Onde pastam os minotauros dialoga com as principais tradições da literatura brasileira, o que faz do romance uma amálgama narrativa, em que coexistem problemáticas sociais e sua consequente aspereza, um intenso lirismo, figuras de linguagem e a mitologia grega. Quando combinados, esses elementos elevam o potencial do livro. Eventuais excessos, tanto figurativos quanto a ênfase em mazelas sociais, passam despercebidos no conjunto, que resulta em uma bela fábula.

A sutil experimentação formal, que manipula as regras estritas do romance a partir da incorporação de elementos da lírica, é evidente. Ainda mais interessante é o movimento das palavras, com a disposição do texto, passando pelo uso de outros componentes gráficos. Não é exagero dizer que há um desenho da trama. Sem dúvidas, um jogo estético que acrescenta ao romance mais uma camada: a sobreposição entre prosa poética e a objetividade prosaica.

A inventividade de Terron culmina em um enredo ousado, estilhaçado no tempo, cuja consciência paira para além da realidade concreta. Isso merece ser louvado, em uma época em que a literatura estritamente factual parece estar levando a melhor. Surge, assim, um realismo particular. A mensagem do romance — se é que há (apenas) uma — está entregue. Resta na lembrança do leitor os capítulos labirínticos, uma batalha mitológica entre o lirismo e a crueza cotidiana.
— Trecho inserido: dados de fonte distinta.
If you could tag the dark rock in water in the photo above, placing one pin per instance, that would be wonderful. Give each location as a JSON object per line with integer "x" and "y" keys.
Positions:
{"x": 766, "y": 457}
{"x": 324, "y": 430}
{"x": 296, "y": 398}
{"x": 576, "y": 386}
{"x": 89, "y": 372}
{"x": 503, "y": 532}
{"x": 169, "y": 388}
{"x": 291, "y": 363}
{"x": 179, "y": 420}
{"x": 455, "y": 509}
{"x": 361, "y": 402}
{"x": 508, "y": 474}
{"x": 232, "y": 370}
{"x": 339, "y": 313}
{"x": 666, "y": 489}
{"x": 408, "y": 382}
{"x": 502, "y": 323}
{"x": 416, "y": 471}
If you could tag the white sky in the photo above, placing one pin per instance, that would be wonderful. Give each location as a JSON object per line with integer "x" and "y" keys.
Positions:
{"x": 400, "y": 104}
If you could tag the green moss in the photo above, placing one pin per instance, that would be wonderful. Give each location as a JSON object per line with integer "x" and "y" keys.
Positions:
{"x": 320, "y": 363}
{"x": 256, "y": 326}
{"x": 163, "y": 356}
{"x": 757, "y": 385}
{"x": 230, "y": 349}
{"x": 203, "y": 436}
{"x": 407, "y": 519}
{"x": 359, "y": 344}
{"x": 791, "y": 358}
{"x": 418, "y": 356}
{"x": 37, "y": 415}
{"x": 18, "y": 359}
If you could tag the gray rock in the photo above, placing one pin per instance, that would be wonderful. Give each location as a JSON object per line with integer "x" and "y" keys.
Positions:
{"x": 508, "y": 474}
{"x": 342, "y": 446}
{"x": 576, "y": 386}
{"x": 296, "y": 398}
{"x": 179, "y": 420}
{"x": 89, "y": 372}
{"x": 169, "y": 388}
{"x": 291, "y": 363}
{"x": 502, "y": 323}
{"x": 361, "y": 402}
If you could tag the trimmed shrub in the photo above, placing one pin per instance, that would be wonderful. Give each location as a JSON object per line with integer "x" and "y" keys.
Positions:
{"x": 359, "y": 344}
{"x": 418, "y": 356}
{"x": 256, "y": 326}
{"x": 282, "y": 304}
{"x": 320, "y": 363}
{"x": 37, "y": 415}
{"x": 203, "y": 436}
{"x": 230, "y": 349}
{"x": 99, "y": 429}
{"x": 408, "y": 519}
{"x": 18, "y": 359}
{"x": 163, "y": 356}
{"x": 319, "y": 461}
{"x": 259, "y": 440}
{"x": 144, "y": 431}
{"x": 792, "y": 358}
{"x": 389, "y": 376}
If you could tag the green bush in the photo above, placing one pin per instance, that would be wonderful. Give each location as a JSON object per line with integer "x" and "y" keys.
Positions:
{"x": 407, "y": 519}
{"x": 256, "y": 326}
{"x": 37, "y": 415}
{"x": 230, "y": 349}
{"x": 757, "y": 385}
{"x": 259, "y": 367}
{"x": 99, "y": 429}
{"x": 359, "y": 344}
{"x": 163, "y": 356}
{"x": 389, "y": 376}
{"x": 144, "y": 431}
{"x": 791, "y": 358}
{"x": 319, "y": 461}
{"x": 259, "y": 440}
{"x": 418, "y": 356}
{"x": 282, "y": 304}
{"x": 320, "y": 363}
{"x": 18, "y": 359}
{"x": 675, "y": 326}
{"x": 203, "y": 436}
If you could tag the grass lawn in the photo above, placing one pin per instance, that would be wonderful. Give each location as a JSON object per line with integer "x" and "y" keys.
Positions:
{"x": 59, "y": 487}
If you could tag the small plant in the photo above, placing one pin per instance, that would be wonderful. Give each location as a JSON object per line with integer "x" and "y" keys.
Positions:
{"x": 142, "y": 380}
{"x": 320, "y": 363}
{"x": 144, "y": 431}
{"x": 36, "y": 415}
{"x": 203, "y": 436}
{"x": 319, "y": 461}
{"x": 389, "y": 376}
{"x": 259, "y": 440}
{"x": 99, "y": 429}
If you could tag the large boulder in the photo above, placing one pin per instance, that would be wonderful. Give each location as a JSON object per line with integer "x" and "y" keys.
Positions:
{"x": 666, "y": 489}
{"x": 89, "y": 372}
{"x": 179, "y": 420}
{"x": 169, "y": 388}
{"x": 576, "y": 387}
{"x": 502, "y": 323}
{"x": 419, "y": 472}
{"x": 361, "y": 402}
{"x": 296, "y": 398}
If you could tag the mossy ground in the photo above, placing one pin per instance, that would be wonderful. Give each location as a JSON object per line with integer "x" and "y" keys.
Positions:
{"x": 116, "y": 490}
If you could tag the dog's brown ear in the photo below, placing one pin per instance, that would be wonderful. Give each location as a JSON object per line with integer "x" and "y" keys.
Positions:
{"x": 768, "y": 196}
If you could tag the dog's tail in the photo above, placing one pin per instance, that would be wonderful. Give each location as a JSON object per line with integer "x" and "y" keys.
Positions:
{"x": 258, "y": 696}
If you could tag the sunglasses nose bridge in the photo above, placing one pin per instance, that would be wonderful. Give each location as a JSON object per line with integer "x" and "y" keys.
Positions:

Este talvez seja o maior acerto de Onde pastam os minotauros. É de se esperar que a crítica já tenha superado a necessidade de colocar rótulos em livros. Um bom romance, muitas vezes, não se deixa limitar. Joca Reiners Terron concilia elementos aparentemente opostos, desaguando em um romance que nos recorda o encanto do ficcional — e o quanto a imaginação espelha denúncias profundas. Muitos são os labirintos: os corredores do abatedouro ou a própria forma da narrativa. Não há lugar seguro ao leitor. Ao fim, o livro nos evoca os contornos do Minotauro, uma combinação inusitada, um estranhamento. Mas quando se trata de literatura, estes pastos costumam render bons rebentos.

Onde pastam os minotauros
Joca Reiners Terron
Todavia
184 págs.
Joca Reiners Terron
É autor de mais de dez livros, prosador, poeta, designer gráfico e editor. Nasceu em Cuiabá (MT), em 1968. Do fundo do poço se vê a lua (2010) venceu o prêmio Machado de Assis na categoria melhor romance.
Giovana Proença

É pesquisadora na área de Teoria Literária da USP e autora do romance Os tempos da fuga (Urutau, 2023), finalista do Prêmio São Paulo de Literatura.